Pierre Charpin is currently on a tear through French Europe. Since being named Designer of the Year at the Paris Furniture Fair in 2005, he has exhibited at the city's Museum of Decorative Arts, the Grand-Hornu in Belgium and the Mudac in Lausanne. In May he returned to the Grand-Hornu for a 20-year retrospective of his vibrantly coloured furnishings for Ligne Roset and Alessi, among others. And this month he launches Ignotus Nomen at Galerie Kreo, the St-Germain-des-Prés gallery that has backed him since 2005.

Yet this exhibit represents a sea change from the wildly vibrant statement pieces that made Charpin famous beyond the designerati who populate Design Miami and Basel. As he approaches 50, Charpin's work has taken on a more philosophical bent. The name of the new, limited-edition collection says it all: 'Ignotus Nomen', or the thing that remains unnamed. The statement is there, it's just up to you to define it.

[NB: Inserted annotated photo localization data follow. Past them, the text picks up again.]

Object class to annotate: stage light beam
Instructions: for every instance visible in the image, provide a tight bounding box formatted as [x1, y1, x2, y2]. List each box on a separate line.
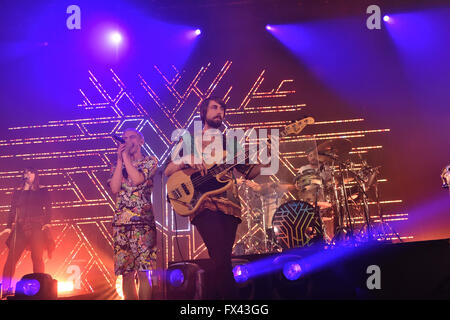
[195, 29, 201, 36]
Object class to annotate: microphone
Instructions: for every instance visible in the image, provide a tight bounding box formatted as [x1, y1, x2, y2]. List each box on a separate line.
[122, 168, 129, 180]
[112, 135, 129, 178]
[112, 135, 125, 144]
[442, 165, 450, 189]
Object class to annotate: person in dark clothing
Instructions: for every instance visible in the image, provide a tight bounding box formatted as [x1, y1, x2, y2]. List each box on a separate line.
[165, 97, 266, 299]
[1, 167, 53, 296]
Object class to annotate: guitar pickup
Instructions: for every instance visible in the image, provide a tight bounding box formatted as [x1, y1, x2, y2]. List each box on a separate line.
[181, 183, 190, 195]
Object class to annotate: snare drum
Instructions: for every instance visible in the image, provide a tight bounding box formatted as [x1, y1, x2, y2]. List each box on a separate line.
[294, 170, 332, 209]
[294, 169, 323, 191]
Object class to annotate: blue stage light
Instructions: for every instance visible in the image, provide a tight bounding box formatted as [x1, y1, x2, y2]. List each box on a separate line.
[283, 261, 302, 281]
[233, 264, 249, 283]
[168, 268, 185, 288]
[383, 15, 390, 22]
[195, 29, 201, 36]
[17, 279, 41, 296]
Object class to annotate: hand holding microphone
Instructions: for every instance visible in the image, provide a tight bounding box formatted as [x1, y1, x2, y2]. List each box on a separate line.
[112, 135, 125, 144]
[113, 135, 127, 162]
[441, 164, 450, 189]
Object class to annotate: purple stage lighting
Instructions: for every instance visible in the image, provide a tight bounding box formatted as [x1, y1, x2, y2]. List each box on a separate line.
[17, 279, 41, 296]
[283, 261, 302, 281]
[233, 264, 249, 283]
[383, 15, 390, 22]
[195, 29, 201, 36]
[168, 268, 184, 288]
[266, 24, 273, 31]
[109, 31, 123, 45]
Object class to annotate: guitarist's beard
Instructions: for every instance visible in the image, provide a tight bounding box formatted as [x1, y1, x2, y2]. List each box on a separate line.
[206, 117, 222, 129]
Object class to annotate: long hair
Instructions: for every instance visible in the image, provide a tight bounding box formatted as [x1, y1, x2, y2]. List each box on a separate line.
[199, 97, 227, 125]
[22, 167, 40, 191]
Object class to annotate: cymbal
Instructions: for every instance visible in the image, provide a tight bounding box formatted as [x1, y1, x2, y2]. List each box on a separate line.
[316, 139, 352, 160]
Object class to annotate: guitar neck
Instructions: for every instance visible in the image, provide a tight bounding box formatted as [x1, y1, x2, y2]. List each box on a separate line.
[201, 118, 311, 178]
[209, 128, 291, 176]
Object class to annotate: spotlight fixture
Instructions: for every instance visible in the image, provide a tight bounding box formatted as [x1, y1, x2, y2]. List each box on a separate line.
[166, 262, 205, 299]
[283, 261, 303, 281]
[168, 268, 185, 288]
[11, 273, 58, 300]
[233, 264, 249, 283]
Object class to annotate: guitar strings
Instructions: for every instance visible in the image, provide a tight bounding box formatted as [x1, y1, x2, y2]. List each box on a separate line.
[189, 133, 278, 186]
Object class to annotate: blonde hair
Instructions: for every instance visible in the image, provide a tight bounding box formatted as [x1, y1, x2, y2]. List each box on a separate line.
[122, 128, 144, 141]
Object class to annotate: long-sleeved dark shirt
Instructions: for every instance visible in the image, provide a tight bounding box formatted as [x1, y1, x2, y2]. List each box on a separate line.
[7, 188, 52, 228]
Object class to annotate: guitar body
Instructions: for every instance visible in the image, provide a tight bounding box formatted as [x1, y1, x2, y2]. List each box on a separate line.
[167, 163, 233, 216]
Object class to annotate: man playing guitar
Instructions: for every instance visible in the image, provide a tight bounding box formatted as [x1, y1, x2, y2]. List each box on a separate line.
[165, 97, 264, 299]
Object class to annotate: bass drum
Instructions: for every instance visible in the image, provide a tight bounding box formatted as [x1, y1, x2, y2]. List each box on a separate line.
[271, 201, 324, 250]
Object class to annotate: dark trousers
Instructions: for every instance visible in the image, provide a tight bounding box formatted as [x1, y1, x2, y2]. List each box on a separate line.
[191, 209, 240, 299]
[2, 225, 45, 291]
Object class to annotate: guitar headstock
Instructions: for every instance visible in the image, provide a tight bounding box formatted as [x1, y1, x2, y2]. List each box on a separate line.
[283, 117, 315, 136]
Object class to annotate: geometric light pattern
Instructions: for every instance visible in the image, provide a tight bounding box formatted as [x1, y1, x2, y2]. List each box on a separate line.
[272, 200, 322, 249]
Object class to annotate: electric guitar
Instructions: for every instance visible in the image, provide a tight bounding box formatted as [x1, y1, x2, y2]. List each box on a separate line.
[166, 117, 315, 216]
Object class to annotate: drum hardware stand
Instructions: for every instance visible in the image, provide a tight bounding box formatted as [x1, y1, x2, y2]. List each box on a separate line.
[313, 185, 327, 245]
[265, 227, 283, 253]
[372, 180, 402, 243]
[331, 160, 355, 243]
[352, 165, 402, 243]
[356, 156, 374, 240]
[352, 173, 373, 241]
[329, 164, 345, 243]
[242, 210, 261, 254]
[341, 162, 373, 242]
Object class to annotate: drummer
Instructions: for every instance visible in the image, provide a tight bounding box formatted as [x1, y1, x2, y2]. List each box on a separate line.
[295, 147, 335, 240]
[297, 148, 332, 189]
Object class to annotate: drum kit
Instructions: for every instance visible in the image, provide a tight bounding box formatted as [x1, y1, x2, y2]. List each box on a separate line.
[234, 138, 394, 255]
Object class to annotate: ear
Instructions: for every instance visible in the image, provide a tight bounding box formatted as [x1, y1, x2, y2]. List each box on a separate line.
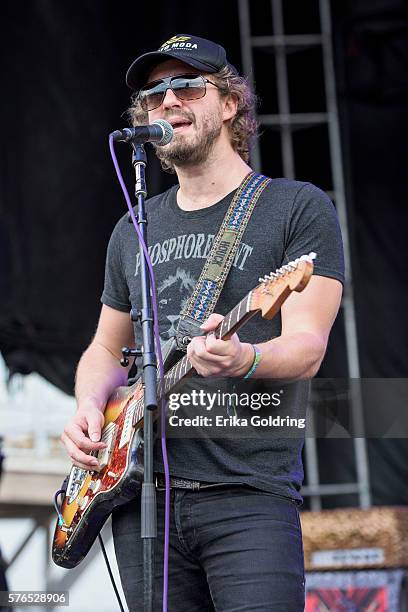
[222, 93, 238, 122]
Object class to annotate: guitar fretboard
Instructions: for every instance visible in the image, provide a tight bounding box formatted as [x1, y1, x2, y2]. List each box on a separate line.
[159, 290, 255, 399]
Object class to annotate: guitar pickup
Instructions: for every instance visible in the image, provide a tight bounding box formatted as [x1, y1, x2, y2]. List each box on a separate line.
[119, 402, 137, 450]
[97, 422, 117, 469]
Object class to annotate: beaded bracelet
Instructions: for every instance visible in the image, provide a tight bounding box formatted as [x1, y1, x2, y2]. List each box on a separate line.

Brilliant-white furnishings made from Krion, a type of Corian, are, at their core, straightforward. Until you factor in the anonymous black-resin figures that appear on the surface, shadowy forms to the pieces' austere functionality. Is that a vase propped up on the desk? A spinning top prone on the coffee table? A beaker poking through the bookshelf? The answers: no, no and no. Charpin himself describes them as 'receptors and not signifiers', enigmatic forms washed up on the shore. Indeed, like creatures from the sea they seem to rely on their host the longer you contemplate them.

But that's as far as he goes, daring you, the viewer, to take their meaning a step further. Otherwise they are simply statuary. And, frankly, that may be meaningful enough for some.